Gia Lâm is the easternmost urban district of Hanoi, the capital city of Vietnam.

==Geography==
Prior to 2003, the district covered the entire area of Long Biên district, which included Long Biên Bridge, Gia Lâm Airport, Gia Lâm railway station, Gia Lâm bus station and the headquarters of Vietnam Airlines. On 22 September 2023, the Hanoi People Committee approved Gia Lam to become the next urban district of Hanoi.

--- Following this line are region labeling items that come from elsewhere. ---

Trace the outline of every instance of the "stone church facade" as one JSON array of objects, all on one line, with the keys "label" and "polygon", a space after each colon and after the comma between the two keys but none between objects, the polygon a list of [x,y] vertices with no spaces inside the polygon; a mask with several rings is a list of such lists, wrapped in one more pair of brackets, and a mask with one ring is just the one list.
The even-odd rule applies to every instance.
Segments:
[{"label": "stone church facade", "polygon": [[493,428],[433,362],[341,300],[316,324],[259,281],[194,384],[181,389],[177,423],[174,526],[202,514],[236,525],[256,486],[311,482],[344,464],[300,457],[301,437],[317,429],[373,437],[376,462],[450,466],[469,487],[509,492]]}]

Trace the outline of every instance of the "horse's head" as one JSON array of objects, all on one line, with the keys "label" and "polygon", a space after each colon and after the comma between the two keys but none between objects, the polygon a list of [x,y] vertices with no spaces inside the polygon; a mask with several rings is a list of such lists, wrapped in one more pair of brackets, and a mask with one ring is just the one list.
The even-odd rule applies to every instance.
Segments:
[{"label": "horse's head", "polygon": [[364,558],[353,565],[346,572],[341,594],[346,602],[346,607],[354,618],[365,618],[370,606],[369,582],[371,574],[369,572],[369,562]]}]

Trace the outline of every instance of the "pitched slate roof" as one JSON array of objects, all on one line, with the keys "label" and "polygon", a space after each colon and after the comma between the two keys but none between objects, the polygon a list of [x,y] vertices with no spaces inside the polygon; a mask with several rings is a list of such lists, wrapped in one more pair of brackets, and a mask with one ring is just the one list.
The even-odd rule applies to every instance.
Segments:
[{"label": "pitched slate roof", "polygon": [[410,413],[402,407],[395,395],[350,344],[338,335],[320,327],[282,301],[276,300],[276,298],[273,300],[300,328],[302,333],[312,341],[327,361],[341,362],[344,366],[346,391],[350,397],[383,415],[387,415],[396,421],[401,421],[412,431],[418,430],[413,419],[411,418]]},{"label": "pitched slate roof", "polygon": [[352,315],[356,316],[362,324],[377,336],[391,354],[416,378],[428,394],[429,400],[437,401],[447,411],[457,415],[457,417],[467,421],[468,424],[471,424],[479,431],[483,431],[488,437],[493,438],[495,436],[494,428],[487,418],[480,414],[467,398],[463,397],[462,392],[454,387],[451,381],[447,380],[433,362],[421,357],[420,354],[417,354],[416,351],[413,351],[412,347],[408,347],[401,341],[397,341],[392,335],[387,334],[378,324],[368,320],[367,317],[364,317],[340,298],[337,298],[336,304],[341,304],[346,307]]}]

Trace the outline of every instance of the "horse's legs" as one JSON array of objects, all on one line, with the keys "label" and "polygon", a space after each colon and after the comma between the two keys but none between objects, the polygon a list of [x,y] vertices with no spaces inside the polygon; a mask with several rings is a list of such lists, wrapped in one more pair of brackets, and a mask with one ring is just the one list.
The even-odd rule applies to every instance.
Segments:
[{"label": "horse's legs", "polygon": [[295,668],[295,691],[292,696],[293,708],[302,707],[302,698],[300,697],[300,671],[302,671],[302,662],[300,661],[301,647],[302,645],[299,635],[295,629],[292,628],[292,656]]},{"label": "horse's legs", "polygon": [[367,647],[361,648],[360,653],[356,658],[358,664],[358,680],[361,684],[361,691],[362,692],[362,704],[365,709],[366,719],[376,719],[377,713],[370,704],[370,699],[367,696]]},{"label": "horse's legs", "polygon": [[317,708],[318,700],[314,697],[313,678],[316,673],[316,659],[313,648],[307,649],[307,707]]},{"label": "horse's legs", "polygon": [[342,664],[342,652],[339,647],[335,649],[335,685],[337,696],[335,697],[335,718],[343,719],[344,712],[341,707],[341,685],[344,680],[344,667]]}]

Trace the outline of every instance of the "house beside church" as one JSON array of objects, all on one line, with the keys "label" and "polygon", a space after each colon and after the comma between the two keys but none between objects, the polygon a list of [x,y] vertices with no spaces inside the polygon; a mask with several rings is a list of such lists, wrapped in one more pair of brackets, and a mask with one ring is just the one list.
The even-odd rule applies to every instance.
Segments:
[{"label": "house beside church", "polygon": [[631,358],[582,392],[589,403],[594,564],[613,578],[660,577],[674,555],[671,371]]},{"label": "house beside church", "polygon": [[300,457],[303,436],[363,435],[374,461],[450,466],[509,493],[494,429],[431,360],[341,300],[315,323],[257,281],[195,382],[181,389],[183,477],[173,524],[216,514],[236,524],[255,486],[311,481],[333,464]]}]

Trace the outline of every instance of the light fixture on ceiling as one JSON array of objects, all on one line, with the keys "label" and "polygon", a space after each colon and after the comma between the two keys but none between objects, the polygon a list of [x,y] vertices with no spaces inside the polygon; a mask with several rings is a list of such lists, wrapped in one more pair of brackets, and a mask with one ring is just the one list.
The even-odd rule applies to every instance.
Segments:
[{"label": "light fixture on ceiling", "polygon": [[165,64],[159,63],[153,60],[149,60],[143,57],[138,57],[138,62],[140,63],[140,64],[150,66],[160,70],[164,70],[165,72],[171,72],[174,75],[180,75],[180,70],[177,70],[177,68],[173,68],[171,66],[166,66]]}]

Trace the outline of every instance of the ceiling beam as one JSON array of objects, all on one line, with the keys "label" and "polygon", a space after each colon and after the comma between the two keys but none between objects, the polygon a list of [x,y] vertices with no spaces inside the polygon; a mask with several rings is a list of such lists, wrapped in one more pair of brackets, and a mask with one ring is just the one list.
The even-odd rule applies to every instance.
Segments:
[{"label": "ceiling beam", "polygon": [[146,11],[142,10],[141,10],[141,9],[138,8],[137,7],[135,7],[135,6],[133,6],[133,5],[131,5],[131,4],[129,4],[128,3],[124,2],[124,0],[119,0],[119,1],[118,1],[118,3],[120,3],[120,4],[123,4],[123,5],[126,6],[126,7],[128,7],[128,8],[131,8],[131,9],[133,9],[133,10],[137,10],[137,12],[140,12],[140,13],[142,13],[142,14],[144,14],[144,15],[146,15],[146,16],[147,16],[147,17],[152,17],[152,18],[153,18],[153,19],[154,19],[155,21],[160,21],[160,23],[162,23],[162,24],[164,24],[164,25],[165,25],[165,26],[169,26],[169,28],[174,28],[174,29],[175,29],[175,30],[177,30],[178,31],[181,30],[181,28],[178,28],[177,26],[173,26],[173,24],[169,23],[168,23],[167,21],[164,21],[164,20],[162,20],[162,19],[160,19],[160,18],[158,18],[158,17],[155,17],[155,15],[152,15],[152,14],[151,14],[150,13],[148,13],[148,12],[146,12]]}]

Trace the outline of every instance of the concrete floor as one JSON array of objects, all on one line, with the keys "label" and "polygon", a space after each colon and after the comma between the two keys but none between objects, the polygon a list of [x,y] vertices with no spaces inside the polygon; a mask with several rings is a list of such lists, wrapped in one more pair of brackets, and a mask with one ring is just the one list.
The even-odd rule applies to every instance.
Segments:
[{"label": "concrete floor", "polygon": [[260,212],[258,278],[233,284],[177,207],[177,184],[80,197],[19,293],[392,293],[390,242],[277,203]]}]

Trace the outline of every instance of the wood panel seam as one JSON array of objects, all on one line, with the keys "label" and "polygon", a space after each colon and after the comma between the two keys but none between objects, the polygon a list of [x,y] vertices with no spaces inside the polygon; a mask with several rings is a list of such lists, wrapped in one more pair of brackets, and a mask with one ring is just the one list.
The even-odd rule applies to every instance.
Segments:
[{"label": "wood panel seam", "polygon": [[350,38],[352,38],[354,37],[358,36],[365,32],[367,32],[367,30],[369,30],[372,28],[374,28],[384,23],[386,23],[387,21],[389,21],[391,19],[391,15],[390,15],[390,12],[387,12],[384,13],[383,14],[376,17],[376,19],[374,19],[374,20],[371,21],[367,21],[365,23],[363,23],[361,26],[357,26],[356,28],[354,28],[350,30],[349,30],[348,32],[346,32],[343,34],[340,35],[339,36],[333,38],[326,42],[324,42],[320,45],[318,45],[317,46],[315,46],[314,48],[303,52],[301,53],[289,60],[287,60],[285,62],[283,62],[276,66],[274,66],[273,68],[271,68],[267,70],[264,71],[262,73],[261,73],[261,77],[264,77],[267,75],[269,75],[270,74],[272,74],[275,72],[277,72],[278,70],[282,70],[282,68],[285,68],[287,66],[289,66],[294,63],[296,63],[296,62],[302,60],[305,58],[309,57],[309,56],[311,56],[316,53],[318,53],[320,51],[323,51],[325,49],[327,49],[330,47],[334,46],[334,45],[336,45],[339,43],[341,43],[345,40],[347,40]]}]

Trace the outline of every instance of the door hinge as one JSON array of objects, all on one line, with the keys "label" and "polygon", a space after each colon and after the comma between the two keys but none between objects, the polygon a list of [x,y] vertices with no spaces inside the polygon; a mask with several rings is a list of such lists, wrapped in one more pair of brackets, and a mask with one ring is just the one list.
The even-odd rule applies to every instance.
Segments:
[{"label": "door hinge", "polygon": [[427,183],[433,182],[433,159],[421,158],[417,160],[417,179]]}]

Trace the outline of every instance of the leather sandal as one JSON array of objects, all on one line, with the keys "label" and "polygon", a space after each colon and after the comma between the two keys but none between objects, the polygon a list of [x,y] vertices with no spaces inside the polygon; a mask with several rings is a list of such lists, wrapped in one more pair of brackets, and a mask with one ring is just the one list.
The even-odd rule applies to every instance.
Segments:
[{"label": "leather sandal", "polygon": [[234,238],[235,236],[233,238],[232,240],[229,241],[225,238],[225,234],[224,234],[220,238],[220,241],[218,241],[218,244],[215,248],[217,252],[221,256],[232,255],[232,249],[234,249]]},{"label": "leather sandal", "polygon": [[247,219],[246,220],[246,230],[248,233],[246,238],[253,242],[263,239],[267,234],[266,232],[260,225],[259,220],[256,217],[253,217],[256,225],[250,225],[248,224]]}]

Gia Lâm district is bordered by Bắc Ninh province to the east and north, Đông Anh district to the northwest, Long Biên district and Hoàng Mai district to the west, Thanh Trì district and Hưng Yên province to the south.

As of 2011, the district had a population of 243,957. The district covers an area of 115 km2. The district capital lies at Trâu Quỳ township.

Gia Lâm district is subdivided to 22 commune-level subdivisions, including the townships of Trâu Quỳ (district capital), Yên Viên and the rural communes of: Bát Tràng, Cổ Bi, Đa Tốn, Đặng Xá, Đình Xuyên, Đông Dư, Dương Hà, Dương Quang, Dương Xá, Kiêu Kỵ, Kim Lan, Kim Sơn, Lệ Chi, Ninh Hiệp, Phù Đổng, Phú Thị, Trung Mầu, Văn Đức, Yên Thường, Yên Viên.

==Culture==
Bát Tràng is a traditional pottery village located in Gia Lâm District. The village is famous for producing high-quality Bát Tràng Porcelain. Today, Bát Tràng Village is both a cultural heritage site and a popular tourist destination.